Although Colorado Secretary of State Scott Gessler (R) felt the need to question his state’s registered voters about their eligibility to vote, sending a letter earlier this month that asked about 4,000 Colorado residents to provide proof of citizenship, his office has confirmed that at least 88 percent of those voters are indeed U.S. citizens.

Gessler — who ran for office on the platform that “fair and open elections are the foundation of self-government” — sent a letter intended to target “suspected non-citizens” who applied for a driver’s license with a non-citizen document, despite the fact that it is entirely possible to apply for a license before becoming a citizen and before registering to vote. An ACLU public policy director called the letter “intimidating” and pointed out that the registered voters who received it are likely to be “worried that they did something wrong and that their paperwork is not in order.”
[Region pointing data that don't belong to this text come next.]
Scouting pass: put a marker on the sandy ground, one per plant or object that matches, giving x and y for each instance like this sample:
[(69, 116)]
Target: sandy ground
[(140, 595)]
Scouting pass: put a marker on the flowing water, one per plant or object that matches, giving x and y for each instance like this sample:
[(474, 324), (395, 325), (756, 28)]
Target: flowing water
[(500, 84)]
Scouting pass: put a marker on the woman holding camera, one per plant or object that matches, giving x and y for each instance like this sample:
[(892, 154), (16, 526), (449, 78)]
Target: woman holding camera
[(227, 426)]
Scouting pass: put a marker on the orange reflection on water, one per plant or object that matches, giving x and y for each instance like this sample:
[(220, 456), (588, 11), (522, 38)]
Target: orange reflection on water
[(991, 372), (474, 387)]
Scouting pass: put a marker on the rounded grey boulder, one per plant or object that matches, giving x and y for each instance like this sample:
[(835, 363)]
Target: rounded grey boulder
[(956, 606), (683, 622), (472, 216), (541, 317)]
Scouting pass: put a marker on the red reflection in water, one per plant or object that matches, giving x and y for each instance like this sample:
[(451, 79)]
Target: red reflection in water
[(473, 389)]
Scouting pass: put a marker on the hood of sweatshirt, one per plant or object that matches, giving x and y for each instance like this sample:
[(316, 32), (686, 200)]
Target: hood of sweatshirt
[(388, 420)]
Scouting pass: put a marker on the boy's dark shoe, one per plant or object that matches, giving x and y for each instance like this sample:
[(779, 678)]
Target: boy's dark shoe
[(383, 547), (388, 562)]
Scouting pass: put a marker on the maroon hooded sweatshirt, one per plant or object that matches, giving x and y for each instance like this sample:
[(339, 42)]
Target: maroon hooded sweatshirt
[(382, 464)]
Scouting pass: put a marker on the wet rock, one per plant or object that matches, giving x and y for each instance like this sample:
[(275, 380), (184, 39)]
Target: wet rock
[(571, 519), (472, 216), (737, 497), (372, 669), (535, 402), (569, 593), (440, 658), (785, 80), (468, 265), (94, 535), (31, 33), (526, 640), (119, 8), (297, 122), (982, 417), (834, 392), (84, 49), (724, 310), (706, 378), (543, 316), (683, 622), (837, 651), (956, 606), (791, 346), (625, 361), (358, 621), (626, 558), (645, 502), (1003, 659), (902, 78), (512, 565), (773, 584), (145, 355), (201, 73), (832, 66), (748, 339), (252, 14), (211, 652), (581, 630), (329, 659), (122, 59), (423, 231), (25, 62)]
After running the voter information for 1,400 individuals through a federal database, however, Gessler’s office verified that the vast majority of the individuals who received the letter did have their paperwork in order and are eligible to vote. There are roughly 168 people remaining to be verified in the database, but an employee in Colorado’s election division acknowledged even this group “may also include people who are citizens.”

Although Gessler denies his attempted voter purge has any political motivation, about 40 percent of his letters were sent to registered Democrats, while only 13 percent went to Republicans. Voter suppression tactics, such as Gov. Rick Scott’s (R-FL) failed voter purge in Florida, do tend to disproportionately target Democrat and Latino voters.


Despite the fact that Republican lawmakers across the country have been pursuing similarly aggressive strategies to tamp down “voter fraud” in their states, the only real threat to democracy is the voter suppression they perpetrate under the guise of stopping it. When pressed on the issue, even the authors and biggest proponents of stringent voter ID laws cannot cite examples of in-person voter impersonation. This is probably due to the fact that a person is more likely to be struck by lightning than commit voter fraud.

Beyond wasting taxpayer dollars to send out unnecessary inquiries, Gessler’s effort may scare legitimate voters but does not appear to have discovered many — if any — illegitimate ones.